Resources for Curriculum Development
Consistent with the NYS Education Department, the School Mental Health Resource and Training Center is not recommending any particular mental health curriculum. information about a variety of resources for mental health education can be found HERE.
Schools are encouraged to explore the options and choose a program that best meets their needs. Most programs will not cover all recommended content knowledge and skills as outlined in the Mental Health Education Literacy in Schools: Linking to a Continuum of Well-Being (pages 13 to 24). Often programs will need to be supplemented with additional lessons. See “Lesson Plans and Book Resources” section (sidebar) for ideas and resources.
The School Mental Health Resource and Training Center has outlined recommendations for schools to consider when identifying and/or developing mental health curriculum. For technical assistance, please contact email@example.com or call 518.434.0439 Monday through Friday from 8 am to 5 pm. In-person support is also available through our network of Mental Health Association affiliates and Regional Representatives.
Utilize a public health approach.
All students, as well as families/caregivers and school staff, will benefit from an understanding of key concepts in mental health and wellness, and the development of life-long skills and resources that transcend the young person’s present role as a student. As schools develop a plan to educate youth, they should also consider:
- district-wide mental health and wellness initiatives
- professional development trainings for all school staff
- opportunities to raise awareness about mental health concerns with parents/caregivers
Adopt a social emotional learning (SEL) framework.
Schools are encouraged to view social-emotional learning as a “framework”, not solely the implementation of an SEL program. NYSED has developed benchmarks and guidance to support the development of SEL core competencies. Additionally, the Collaborative for Academic, Social and Emotional Learning (CASEL) is a great resource for schools. CASEL’s program guides (elementary and secondary) are a great resource for identifying evidence-based SEL programs.
Focus on mental wellness, as well as mental health literacy.

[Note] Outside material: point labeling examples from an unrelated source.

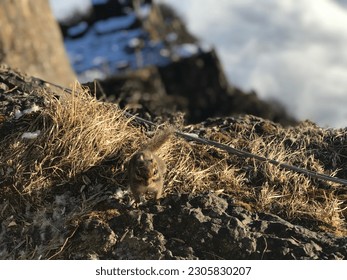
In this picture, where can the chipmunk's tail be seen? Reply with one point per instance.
(159, 139)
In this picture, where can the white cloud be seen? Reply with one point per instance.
(291, 50)
(65, 8)
(294, 51)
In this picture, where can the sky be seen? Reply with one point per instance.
(291, 51)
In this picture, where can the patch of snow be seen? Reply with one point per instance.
(171, 37)
(134, 43)
(31, 135)
(18, 113)
(144, 11)
(186, 50)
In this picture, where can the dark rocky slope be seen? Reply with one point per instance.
(89, 217)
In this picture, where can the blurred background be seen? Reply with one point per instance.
(290, 51)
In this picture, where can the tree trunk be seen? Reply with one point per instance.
(30, 40)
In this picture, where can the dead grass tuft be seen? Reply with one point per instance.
(79, 133)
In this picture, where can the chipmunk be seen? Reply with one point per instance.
(146, 170)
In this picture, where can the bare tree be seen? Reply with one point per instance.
(30, 40)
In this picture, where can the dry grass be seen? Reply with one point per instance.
(78, 133)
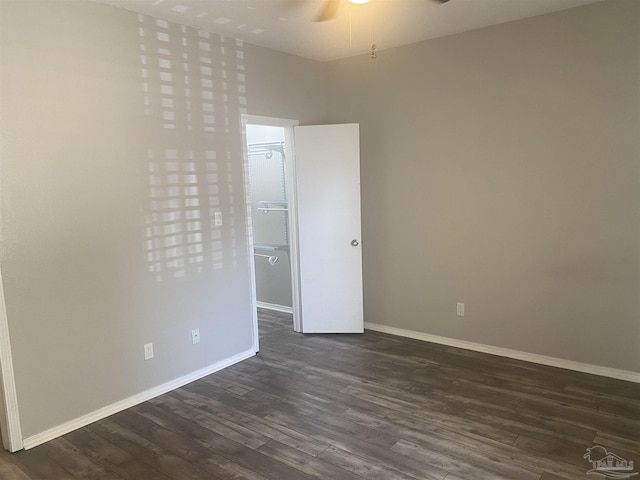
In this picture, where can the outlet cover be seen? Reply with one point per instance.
(148, 351)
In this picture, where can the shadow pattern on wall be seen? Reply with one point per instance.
(193, 85)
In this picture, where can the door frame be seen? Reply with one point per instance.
(9, 412)
(290, 189)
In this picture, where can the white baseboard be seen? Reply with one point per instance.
(506, 352)
(275, 307)
(104, 412)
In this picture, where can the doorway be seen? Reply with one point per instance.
(269, 212)
(305, 212)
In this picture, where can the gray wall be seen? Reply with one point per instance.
(500, 168)
(110, 175)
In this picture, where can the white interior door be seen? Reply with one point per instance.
(327, 184)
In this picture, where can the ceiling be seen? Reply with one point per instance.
(288, 26)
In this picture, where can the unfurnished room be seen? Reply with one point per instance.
(320, 239)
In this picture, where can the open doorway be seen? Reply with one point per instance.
(305, 211)
(269, 212)
(271, 209)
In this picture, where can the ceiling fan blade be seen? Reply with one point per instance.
(329, 11)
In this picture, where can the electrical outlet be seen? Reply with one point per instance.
(148, 351)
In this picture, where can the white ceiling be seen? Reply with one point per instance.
(288, 26)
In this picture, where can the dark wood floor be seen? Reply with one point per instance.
(369, 406)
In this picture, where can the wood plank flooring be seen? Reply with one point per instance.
(369, 406)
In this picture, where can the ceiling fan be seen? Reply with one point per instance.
(329, 10)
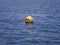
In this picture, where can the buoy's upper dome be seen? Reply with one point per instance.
(29, 19)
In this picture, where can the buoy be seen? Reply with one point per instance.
(29, 19)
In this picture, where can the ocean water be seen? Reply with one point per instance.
(44, 31)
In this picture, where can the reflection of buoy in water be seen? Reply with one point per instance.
(29, 19)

Mental health literacy includes concepts such:
- protective factors and the prevention of mental health disorders
- recognition of signs and symptoms
- understanding of how to seek help and treatment options
- coping strategies and self-help skills
- support for others
Mental health education should extend beyond those concepts to include an understanding of mental health as a continuum and the relationship between mental health and physical health. A comprehensive approach to mental health education will help to reduce stigma and promote a culture and climate of wellness.
Identify a Team to Assess, Develop and Evaluate.
Mental Health Education should be collaborative and build on existing efforts. It is recommended that schools follow these steps:
- identify a team to take responsibility for developing and implementing mental health education. It doesn’t have to be a team created for this purpose; it may be an existing team, such as the District Health Advisory Committee. Consider representatives from various departments and content areas (including Art, Family and Consumer Science and others outside of the core subjects), administrators (district and building level), school nurse, school social worker, school counselor, school psychologist, library media specialist and representative(s) from parent groups or Board of Education. Remember to include representatives for K through 12.
- assess for what is already being done. For example, do elementary classroom teachers discuss feeling identification and appropriate expression? Do they teach relaxation strategies? Are mental health themes present in assigned literature? Are mental health disorders discussed in biology? Identify gaps and opportunities for enhancing existing mental health instruction efforts.
- develop a system for evaluating mental health instruction and identifying new opportunities.
Engage in small group discussions.
While some programs offer “assembly” style instruction, it is preferable to engage students in lessons on mental health literacy in small groups or in the classroom setting to support safety and learning. Include school support personnel whenever possible, such as School Social Workers and School Counselors.
Collaborate with community providers and subject matter experts.
Mental health experts, advocates and community providers can help deliver mental health instruction. In addition, recipients of mental health services are a valuable resource for sharing stories of lived experience with mental health challenges and recovery. These community partners can also educate school personnel delivering mental health instruction to ensure they have adequate knowledge, education and training.